Bob: Fantasic for me. Having gotten second edition of hendler book (with nice chapeter on sparqul). Would like to be able to make an annotation (in any query language) that takes the form: These kinds of returns,,, These should be the properties for any valid answer to this query. Any valid answer to this query meets these requirements. Anyone making such a queery is expressing a desire for something in the internal logic of the triple store. Would be good to try to formulate annotations in these terms using the system Maureen set up.

Maureen, if we have time at end of meeting we can look at screenshots.

  • Progress on pipes/Camel

Zhimin: still doing some preparation. focused on the concurrent part. if we do pipes we need scalability. they already have quite a bit of work done. another nice thing is that camel has some builtin async abnd sync communication, probasbly we only need to wrap it. read a chapter of the book, and it seems to be addressing the problems we have. our problems are typical data integraton problems.
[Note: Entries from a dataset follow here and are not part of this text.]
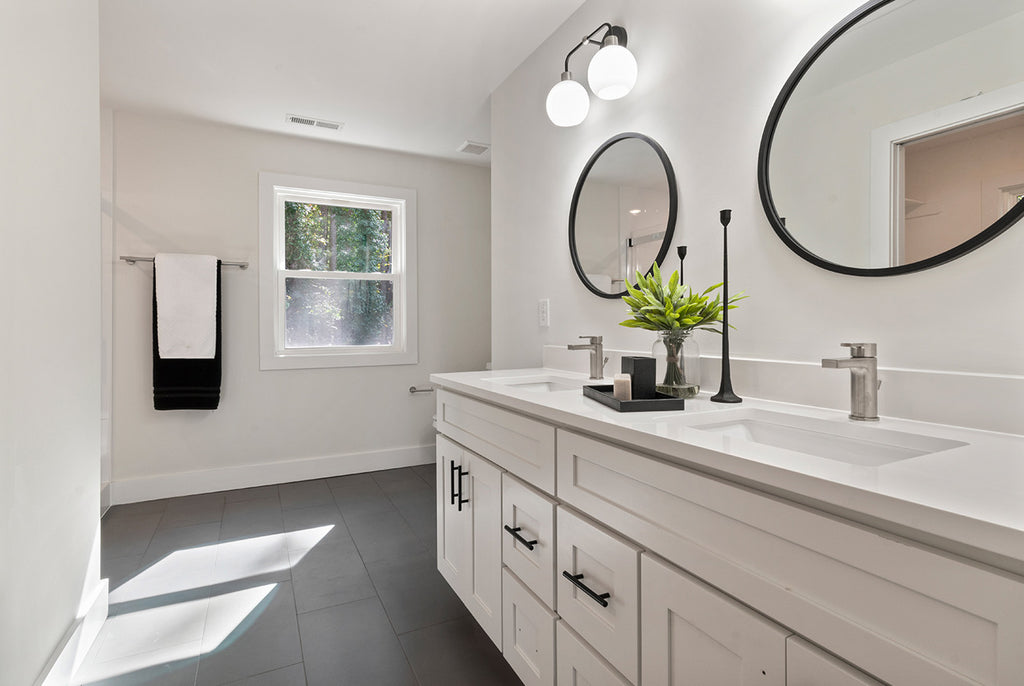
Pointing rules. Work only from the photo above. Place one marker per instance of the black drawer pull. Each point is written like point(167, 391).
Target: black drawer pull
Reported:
point(598, 598)
point(462, 501)
point(452, 480)
point(515, 534)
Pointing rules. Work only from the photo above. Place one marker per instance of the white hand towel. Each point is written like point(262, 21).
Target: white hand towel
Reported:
point(186, 306)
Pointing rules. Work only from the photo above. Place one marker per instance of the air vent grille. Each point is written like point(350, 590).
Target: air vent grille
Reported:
point(312, 121)
point(473, 147)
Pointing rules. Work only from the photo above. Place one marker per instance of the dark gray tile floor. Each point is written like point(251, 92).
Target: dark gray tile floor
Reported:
point(323, 583)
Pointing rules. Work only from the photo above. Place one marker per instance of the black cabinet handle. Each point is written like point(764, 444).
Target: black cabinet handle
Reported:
point(598, 598)
point(452, 480)
point(515, 534)
point(462, 501)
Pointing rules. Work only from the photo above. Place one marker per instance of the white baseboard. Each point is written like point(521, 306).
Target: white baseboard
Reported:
point(244, 476)
point(77, 640)
point(987, 401)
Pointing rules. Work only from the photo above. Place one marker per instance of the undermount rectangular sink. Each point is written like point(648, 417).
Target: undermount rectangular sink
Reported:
point(862, 444)
point(540, 383)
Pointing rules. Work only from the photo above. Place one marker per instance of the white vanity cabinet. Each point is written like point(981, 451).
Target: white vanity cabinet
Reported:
point(598, 590)
point(528, 537)
point(469, 548)
point(692, 634)
point(808, 666)
point(709, 581)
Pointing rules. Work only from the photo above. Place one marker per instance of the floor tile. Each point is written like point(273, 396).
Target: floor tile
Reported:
point(119, 569)
point(358, 495)
point(168, 541)
point(352, 645)
point(428, 473)
point(128, 536)
point(383, 536)
point(293, 675)
point(399, 480)
point(254, 494)
point(249, 632)
point(193, 510)
point(157, 669)
point(305, 495)
point(414, 593)
point(457, 653)
point(419, 509)
point(249, 518)
point(309, 526)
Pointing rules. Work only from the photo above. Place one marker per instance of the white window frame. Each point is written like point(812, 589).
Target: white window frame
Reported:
point(274, 190)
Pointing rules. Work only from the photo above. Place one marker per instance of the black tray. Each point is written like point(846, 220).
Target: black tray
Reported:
point(659, 401)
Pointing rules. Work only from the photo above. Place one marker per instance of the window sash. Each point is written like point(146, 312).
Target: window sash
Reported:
point(275, 189)
point(397, 322)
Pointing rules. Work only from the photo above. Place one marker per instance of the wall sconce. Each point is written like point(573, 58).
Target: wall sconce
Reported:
point(611, 75)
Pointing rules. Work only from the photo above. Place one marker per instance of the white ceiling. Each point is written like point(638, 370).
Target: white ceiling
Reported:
point(402, 75)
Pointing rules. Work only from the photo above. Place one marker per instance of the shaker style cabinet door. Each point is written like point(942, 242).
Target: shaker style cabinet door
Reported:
point(692, 634)
point(808, 666)
point(528, 634)
point(528, 537)
point(598, 592)
point(454, 554)
point(469, 543)
point(578, 665)
point(482, 487)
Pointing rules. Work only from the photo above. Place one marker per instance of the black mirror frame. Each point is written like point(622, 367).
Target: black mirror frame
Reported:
point(980, 239)
point(673, 207)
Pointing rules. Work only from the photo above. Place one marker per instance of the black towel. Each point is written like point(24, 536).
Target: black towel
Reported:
point(185, 384)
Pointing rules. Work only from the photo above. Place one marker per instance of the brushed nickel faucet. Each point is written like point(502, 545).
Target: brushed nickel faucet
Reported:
point(597, 358)
point(864, 382)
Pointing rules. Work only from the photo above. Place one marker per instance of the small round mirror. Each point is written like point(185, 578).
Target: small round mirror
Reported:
point(623, 213)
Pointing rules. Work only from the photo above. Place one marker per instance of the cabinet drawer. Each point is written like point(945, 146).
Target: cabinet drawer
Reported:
point(899, 610)
point(528, 636)
point(522, 445)
point(577, 663)
point(602, 563)
point(692, 634)
point(530, 516)
point(807, 666)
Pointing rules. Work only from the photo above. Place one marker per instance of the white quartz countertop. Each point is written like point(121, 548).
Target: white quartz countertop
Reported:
point(968, 498)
Bob: we'll have a better sustainabilty story if most of our code is just calls to other peoples code.

Paul: it introduces dependencies too

Bob: we should choose other code wisely and consider other peoples update schedules

Zhimin: adapting camel would not be at the system level but at the programming level. Paul: when some msg comes into a FP network, some component in the network says "these tasks need to be strung together in this order to deal with this problem." that task list is handed off to a camel-supported structure to pipe relevant input/output into the right pipes.
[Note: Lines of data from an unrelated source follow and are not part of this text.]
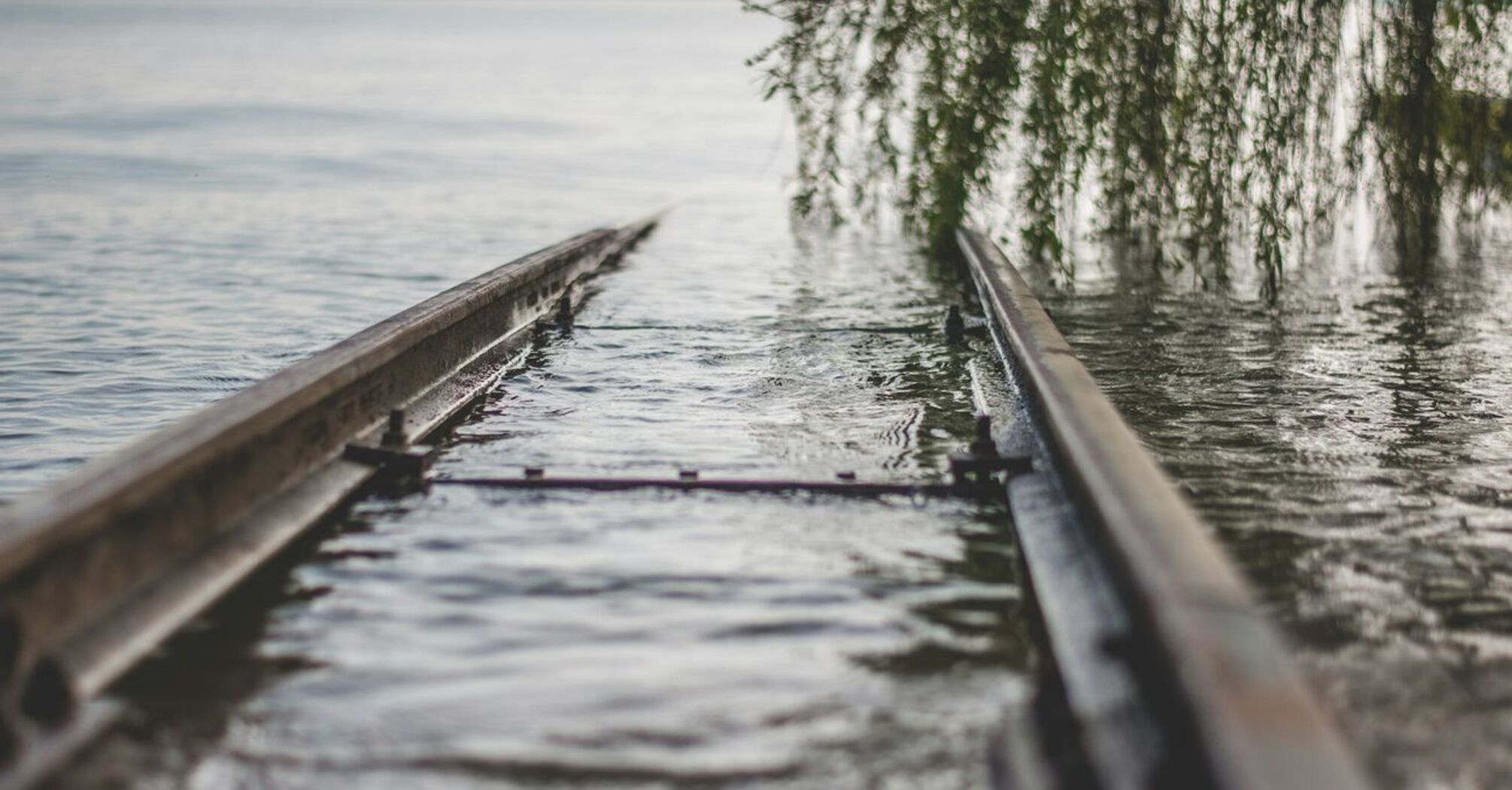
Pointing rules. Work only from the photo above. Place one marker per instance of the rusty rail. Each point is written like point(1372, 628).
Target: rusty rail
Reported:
point(1170, 674)
point(102, 567)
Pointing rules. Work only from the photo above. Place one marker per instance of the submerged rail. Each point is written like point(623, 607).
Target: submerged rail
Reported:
point(1167, 671)
point(102, 567)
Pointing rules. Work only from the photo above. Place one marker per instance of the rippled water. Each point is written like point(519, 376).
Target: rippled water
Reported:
point(286, 176)
point(196, 196)
point(1353, 448)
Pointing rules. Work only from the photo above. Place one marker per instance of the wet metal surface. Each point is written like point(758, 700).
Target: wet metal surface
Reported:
point(170, 239)
point(1353, 447)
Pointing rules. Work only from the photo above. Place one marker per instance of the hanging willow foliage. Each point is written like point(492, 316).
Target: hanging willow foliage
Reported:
point(1202, 127)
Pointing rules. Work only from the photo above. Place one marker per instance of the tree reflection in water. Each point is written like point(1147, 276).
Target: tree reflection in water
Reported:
point(1208, 132)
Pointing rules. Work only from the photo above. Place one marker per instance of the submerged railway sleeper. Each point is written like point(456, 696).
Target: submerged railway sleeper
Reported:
point(100, 568)
point(1157, 670)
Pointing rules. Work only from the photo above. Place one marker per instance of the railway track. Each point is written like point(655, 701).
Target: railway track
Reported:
point(1158, 671)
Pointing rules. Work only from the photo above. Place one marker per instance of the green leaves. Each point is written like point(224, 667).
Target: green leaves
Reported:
point(1205, 129)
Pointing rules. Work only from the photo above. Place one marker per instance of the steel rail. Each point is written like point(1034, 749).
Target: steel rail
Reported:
point(102, 567)
point(1230, 706)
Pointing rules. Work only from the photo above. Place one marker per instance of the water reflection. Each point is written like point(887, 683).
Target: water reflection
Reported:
point(1198, 132)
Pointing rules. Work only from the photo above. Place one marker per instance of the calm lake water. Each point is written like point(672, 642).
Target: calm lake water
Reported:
point(196, 196)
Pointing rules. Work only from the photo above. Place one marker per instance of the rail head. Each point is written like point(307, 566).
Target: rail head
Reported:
point(106, 562)
point(1242, 694)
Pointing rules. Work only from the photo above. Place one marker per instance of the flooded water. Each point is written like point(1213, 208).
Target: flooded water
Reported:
point(196, 196)
point(202, 194)
point(1353, 448)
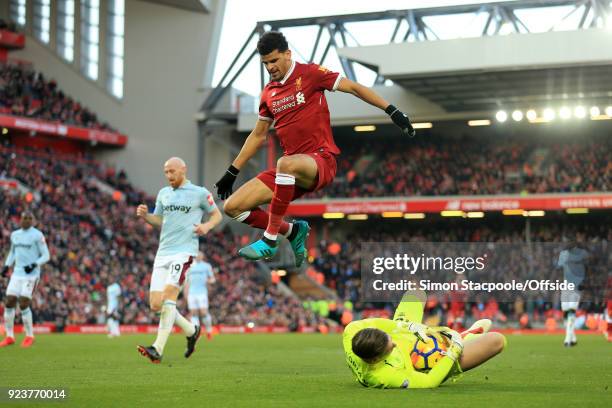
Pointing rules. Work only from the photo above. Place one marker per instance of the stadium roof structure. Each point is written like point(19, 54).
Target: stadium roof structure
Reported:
point(505, 66)
point(201, 6)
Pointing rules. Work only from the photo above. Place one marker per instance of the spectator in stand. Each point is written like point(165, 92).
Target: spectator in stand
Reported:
point(469, 166)
point(72, 212)
point(24, 92)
Zhimin: sometimes you want parallel, sometimes pipes, you can parallelize part if you want

Paul: contrast to hadoop, using it as a backbone in a similar role, it was parallelizing by default without the flexibility

Zhimin: it is for enterprise integration pattern. part of our story is EIP.

Paul: feels relevant. we could see an interaction between that system and the sparqlpush components, having them included somewhere in the pipes.

Zhimin: add a record for sparql push somewhere in the pipe, "listen to this topic," e.g.

Maureen: showed sparqlpush screenshots

James: vertnet is using pubsubhubbub, should we be talking to them?

Paul and Bob: we could interact with them, depending on security requirements, perhaps ssl would be sufficient

Zhimin: the subscription occurs with ssl, everything follows that key event. you have to trust the last mile

Bob: in one regard that's not our problem, but if there's no solution to trust the last mile it is our problem. I doubt apple pi has a requirement to be secure against snooping on the wire. most of the access control is authorization

Paul: one of the known threats is people listeneing on the wire for endangered species data. there requirement is that all endangered species data is encrypted while in motion. It would be easier to not try to figure out which data this applies to and just encrypt all data. we don't have a requirement in apple pi for data at rest to be encrypted. the network consists of authorized users, authorized users have access to all data.

Bob: "there's a change in species x which we know we can't communicate to you on this channel, please log in with the proper credentials" decryption keys passed on a different channel.

Paul: a likely problem is low-level interoperability, if the place we want to interoperate at is annotations

Bob: encryption is just another kind of opaque data. Next meeting, overview of architecture, 1:30 eastern time tomorrow. We may have a webex session, maybe not. This will be a different webex link than usual, Paul will send it out when he has confirmation. Meeting adjourned.

Lei: Formulating questions about TDWG.